Errol Louis: Okay, oh days away, okay. We will certainly keep an eye out for that.
Kristen Shaughnessy: Before we let you go, we only have a quick minute or so left here. You went in 2014 to Israel and now you're planning to go back. This comes as recent reports that Iran fired missiles toward Israel.
Governor Cuomo: I support Israel. I'm a friend of Israel. I always have been. Most New Yorkers are. When you grow up, I'm a born and bred New Yorker, I am a little bit different. We have now a lot of new New Yorkers. I am an old New Yorker. And when you grow up as a New Yorker, you grow up with the Jewish community, best friends, I have two of my brothers-in-law are Jewish. I believe the relationship between Israel and the United States is seminal.

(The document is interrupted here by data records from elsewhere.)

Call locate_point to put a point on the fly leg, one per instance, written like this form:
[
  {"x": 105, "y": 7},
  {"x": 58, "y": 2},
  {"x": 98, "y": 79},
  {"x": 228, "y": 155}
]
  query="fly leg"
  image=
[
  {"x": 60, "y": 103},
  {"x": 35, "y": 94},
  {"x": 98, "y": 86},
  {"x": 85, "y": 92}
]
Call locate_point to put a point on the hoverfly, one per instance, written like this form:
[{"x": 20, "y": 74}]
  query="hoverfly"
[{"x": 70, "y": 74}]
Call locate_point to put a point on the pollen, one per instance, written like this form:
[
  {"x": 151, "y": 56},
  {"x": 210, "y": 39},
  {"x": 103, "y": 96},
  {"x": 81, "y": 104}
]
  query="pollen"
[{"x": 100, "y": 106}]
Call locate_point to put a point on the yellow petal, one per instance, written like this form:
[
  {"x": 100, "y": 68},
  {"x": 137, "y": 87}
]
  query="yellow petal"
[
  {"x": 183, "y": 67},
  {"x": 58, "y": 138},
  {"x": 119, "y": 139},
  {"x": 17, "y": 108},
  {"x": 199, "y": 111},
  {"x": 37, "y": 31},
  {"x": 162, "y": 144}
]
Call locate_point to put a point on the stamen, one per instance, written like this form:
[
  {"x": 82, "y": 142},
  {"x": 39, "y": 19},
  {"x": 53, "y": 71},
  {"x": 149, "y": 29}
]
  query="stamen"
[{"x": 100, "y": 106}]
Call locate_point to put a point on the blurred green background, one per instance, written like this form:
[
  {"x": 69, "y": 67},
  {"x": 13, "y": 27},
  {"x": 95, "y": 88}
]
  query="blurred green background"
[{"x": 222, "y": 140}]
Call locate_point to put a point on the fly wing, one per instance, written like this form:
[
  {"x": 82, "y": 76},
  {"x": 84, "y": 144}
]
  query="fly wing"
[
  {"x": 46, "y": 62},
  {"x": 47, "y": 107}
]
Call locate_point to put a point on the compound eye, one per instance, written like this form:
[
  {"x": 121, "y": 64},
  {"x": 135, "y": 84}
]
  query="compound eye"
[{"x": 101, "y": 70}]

I believe the relationship between Israel and New York is very, very important. I have worked on it with economic exchanges, cultural exchanges, et cetera. And I believe the time to show up when you are a friend is in the time of trouble. And when there were the suicide bombings I got on a plane and I went to Israel. When Hamas was sending missiles and building tunnels, I got on a plane and I went to Israel. Two nights ago, 20 missiles were launched against Israel in the Golan Heights. I called up the leadership of Israel and I said we would like to come and visit as a sign of solidarity. We also have a lot of economic issues that we are working on together. So I plan to go as soon as possible and whatever timeline fits for them, and we're talking about next week and I will represent all New Yorkers as a sign of solidarity. They are bombing Israel. It is a tough period in Israel. I want them to know that we are there and we support them.
Kristen Shaughnessy: Governor we want to thank you very much for joining Errol and I and we appreciate your comments.
Governor Cuomo: Always a pleasure, thank you.